Singlet Oxygen‐Versus Nonsinglet Oxygen‐Mediated Mechanisms of Sensitizer Photobleaching and Their Effects on Photodynamic Dosimetry

Abstract

We report the effects of singlet oxygen (1O2) and non-1O2-mediated sensitizer photobleaching on oxygen consumption and dosimetry during photodynamic therapy (PDT) of sensitized multicell tumor spheroids. We develop a theoretical model for the description of non-1O2-mediated photobleaching resulting from irreversible reactions of the excited singlet or triplet sensitizer populations with cell substrate. We show that the fluence-dependent simple exponential decay expression of sensitizer degradation is not consistent with these mechanisms and, therefore, with any reasonable mechanism that we consider, because we have shown previously that 1O2-mediated photobleaching cannot be described by a simple exponential with a constant photobleaching coefficient (I. Georgakoudi et al., Photochem.

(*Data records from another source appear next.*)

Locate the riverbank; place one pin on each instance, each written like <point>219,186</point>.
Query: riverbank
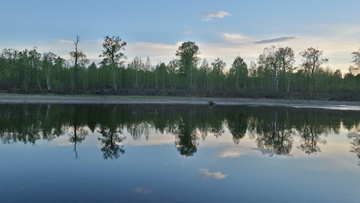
<point>102,99</point>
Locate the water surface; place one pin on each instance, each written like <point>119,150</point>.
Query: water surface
<point>178,153</point>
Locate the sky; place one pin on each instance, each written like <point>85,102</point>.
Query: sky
<point>156,28</point>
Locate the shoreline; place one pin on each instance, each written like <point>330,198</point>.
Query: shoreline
<point>89,99</point>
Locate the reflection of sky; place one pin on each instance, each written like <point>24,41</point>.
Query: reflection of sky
<point>220,171</point>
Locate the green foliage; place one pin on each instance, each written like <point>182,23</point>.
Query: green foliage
<point>29,71</point>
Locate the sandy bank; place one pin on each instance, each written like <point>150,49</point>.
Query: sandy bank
<point>94,99</point>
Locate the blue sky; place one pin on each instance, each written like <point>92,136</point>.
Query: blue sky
<point>156,28</point>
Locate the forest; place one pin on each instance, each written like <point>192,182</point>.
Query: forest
<point>273,75</point>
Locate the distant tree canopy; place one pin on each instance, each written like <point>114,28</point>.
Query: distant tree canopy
<point>274,72</point>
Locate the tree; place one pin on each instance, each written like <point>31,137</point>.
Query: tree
<point>111,52</point>
<point>286,60</point>
<point>269,59</point>
<point>312,62</point>
<point>356,61</point>
<point>241,71</point>
<point>47,66</point>
<point>188,59</point>
<point>78,56</point>
<point>217,72</point>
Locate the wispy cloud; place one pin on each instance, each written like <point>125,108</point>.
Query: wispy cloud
<point>219,14</point>
<point>279,39</point>
<point>234,36</point>
<point>230,154</point>
<point>142,190</point>
<point>186,32</point>
<point>216,175</point>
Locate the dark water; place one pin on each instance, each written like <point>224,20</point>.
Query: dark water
<point>172,153</point>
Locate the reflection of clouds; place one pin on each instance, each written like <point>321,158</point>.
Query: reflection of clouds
<point>216,175</point>
<point>231,154</point>
<point>270,151</point>
<point>142,190</point>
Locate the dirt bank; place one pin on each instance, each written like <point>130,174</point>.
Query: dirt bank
<point>86,99</point>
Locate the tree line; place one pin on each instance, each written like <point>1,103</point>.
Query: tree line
<point>273,73</point>
<point>273,129</point>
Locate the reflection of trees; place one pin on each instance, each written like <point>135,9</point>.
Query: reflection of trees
<point>110,141</point>
<point>274,139</point>
<point>354,134</point>
<point>310,135</point>
<point>186,139</point>
<point>237,125</point>
<point>272,128</point>
<point>310,140</point>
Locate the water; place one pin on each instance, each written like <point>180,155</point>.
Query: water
<point>178,153</point>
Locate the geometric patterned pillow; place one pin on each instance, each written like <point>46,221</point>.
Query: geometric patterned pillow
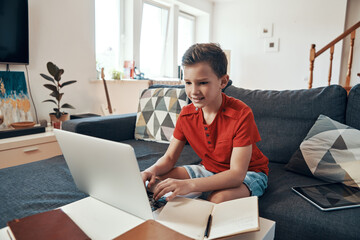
<point>331,152</point>
<point>158,110</point>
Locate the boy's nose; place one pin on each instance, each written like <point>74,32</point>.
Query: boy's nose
<point>194,89</point>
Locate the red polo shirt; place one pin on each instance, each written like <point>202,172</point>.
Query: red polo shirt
<point>233,126</point>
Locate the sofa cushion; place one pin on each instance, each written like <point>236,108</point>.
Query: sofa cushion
<point>285,117</point>
<point>353,108</point>
<point>158,111</point>
<point>330,151</point>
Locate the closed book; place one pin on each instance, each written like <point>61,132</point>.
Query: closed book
<point>53,225</point>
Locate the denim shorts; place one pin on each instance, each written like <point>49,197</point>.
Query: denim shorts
<point>256,182</point>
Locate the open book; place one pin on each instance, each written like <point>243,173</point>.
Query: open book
<point>190,217</point>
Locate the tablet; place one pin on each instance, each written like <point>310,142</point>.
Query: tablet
<point>330,196</point>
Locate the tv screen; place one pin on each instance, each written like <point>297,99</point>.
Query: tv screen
<point>14,32</point>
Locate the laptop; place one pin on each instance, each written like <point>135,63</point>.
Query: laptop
<point>106,170</point>
<point>330,196</point>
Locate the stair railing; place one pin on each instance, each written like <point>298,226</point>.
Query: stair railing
<point>331,45</point>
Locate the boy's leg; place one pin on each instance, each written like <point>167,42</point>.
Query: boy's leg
<point>229,194</point>
<point>254,184</point>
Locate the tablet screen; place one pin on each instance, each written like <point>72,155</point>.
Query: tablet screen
<point>330,196</point>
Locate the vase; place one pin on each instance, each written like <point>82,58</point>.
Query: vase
<point>57,122</point>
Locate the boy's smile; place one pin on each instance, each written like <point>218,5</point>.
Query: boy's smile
<point>203,87</point>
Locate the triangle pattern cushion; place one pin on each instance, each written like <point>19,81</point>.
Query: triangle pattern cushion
<point>158,111</point>
<point>330,151</point>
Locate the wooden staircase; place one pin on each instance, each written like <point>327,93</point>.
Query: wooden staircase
<point>331,46</point>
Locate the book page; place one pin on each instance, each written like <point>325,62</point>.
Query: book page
<point>187,216</point>
<point>234,217</point>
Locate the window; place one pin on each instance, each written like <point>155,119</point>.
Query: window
<point>154,26</point>
<point>186,34</point>
<point>107,35</point>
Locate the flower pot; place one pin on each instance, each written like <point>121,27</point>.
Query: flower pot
<point>57,122</point>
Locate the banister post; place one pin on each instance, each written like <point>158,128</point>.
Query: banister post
<point>348,75</point>
<point>331,58</point>
<point>312,59</point>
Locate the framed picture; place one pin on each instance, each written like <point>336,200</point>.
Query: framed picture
<point>14,99</point>
<point>271,45</point>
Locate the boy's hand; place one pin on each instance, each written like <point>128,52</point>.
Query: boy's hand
<point>148,176</point>
<point>176,186</point>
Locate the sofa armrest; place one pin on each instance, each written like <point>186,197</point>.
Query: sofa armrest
<point>115,127</point>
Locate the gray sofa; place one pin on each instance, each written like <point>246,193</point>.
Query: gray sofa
<point>283,119</point>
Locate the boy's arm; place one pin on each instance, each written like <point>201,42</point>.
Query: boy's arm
<point>165,163</point>
<point>234,177</point>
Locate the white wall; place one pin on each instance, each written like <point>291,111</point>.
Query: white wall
<point>297,24</point>
<point>62,32</point>
<point>353,16</point>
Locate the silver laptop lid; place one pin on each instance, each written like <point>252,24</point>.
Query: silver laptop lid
<point>106,170</point>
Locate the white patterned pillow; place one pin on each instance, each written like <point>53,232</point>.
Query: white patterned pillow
<point>330,151</point>
<point>158,110</point>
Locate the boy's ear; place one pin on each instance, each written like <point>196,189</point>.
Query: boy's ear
<point>224,81</point>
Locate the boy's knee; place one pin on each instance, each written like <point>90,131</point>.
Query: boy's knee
<point>217,197</point>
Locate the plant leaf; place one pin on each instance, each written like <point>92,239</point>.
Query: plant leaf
<point>50,100</point>
<point>51,87</point>
<point>66,105</point>
<point>68,83</point>
<point>52,68</point>
<point>57,95</point>
<point>47,77</point>
<point>58,74</point>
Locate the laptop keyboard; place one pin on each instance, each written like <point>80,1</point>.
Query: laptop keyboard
<point>155,204</point>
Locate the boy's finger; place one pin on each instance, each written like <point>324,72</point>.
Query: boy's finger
<point>151,181</point>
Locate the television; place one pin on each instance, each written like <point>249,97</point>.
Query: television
<point>14,32</point>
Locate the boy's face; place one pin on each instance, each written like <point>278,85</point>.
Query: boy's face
<point>202,85</point>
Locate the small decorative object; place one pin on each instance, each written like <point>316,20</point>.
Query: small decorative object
<point>116,75</point>
<point>57,116</point>
<point>21,125</point>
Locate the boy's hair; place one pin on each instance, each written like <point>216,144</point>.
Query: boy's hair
<point>210,53</point>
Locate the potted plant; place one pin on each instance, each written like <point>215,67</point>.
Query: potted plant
<point>55,86</point>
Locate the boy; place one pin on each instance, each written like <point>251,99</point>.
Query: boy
<point>220,129</point>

Photobiol. 65, 135-144, 1997). Analysis of oxygen microelectrode measurements performed at the edge of Nile blue selenium (EtNBSe)- and protoporphyrin IX (PpIX)-sensitized spheroids during PDT demonstrates that the former drug photobleaches via a non-1O2-mediated mechanism, while the latter is degraded via a 1O2-mediated mechanism. Comparisons of the cytotoxic effects of EtNBSe with those of Photofrin (a drug that is degraded via a 1O2-mediated mechanism) indicate that the lower threshold 1O2 dose and the higher extinction coefficient and 1O2 yield for EtNBSe do not necessarily result in improved photodynamic effects, thus emphasizing the importance of the sensitizer photobleaching mechanism for dosimetry.